Jerusalem tensions cast shadow over Holy Land Christmas
AFP, Ahram Online, , Sunday 24 Dec 2017


Palestinian scouts played drums and bagpipes as Christmas celebrations began in Bethlehem on Sunday, but many tourists stayed away with tensions still simmering following Washington's decision to recognise Jerusalem as Israel's capital.

The controversial December 6 announcement by President Donald Trump unleashed demonstrations and clashes, including in the Israeli-occupied West Bank city Bethlehem, where Christians will mark the birth of Jesus in a midnight mass.

Trump's decision ends a 37-year-old US foreign policy position of not recognising – along with the international community – Israel's 1980 decision to annex occupied East Jerusalem and designate a "unified Jerusalem" as an eternal capital for Israel.
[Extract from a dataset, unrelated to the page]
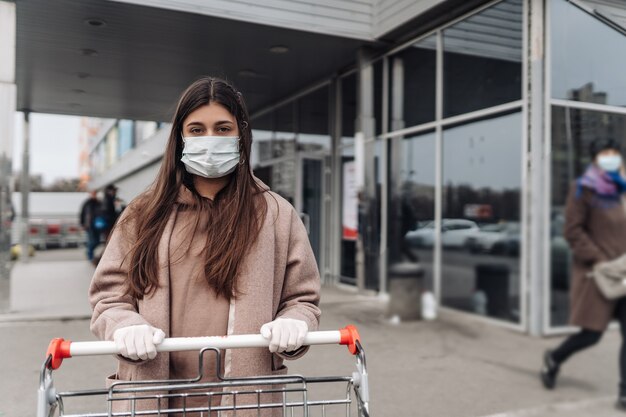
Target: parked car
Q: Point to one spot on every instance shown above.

The Palestinians have been seeking to establish an independent state with east Jerusalem as its capital.

On Bethlehem's Manger Square, dozens of Palestinians and tourists gathered excitedly in the cold near a huge nativity scene and Christmas tree to watch the annual scout parade.

They took pictures as scouts, some playing bagpipes, marched through the square towards the Church of the Nativity, built over the spot where tradition says Mary gave birth to Jesus.

Celebrations were to culminate at the church later on Sunday with midnight mass.

The square is usually thronging with tourists on Christmas Eve, but clashes between Palestinian protesters and the Israeli army in the past weeks have kept people away this year.

Nahil Banura, a Christian woman from Beit Sahur, a town near Bethlehem, said Trump's decision had made the run-up to Christmas "miserable".

"People are only going out to vent," said the 67-year-old, whose granddaughter wore a Santa Claus hat and clutched a pink balloon.

Perhaps as few as 50,000 Palestinian Christians make up just around two percent of the predominantly Muslim population of the West Bank and east Jerusalem.

Archbishop Pierbattista Pizzaballa, apostolic administrator of the Latin Patriarch of Jerusalem, has said "dozens" of foreign visitors had cancelled their Christmas trips after Trump's announcement.

In a statement before Christmas, Palestinian president Mahmud Abbas said Trump's announcement "encouraged the illegal disconnection between the holy cities of Bethlehem and Jerusalem, both separated for the first time in over 2,000 years of Christianity".

Abbas called on "world Christians to listen to the true voices of the indigenous Christians from the Holy Land... that strongly rejected the US recognition of Jerusalem as Israel's capital".

"They are the descendants of the first followers of Jesus Christ and an integral part of the Palestinian people," Abbas said, calling the local Christian community "an inherent part of our societies".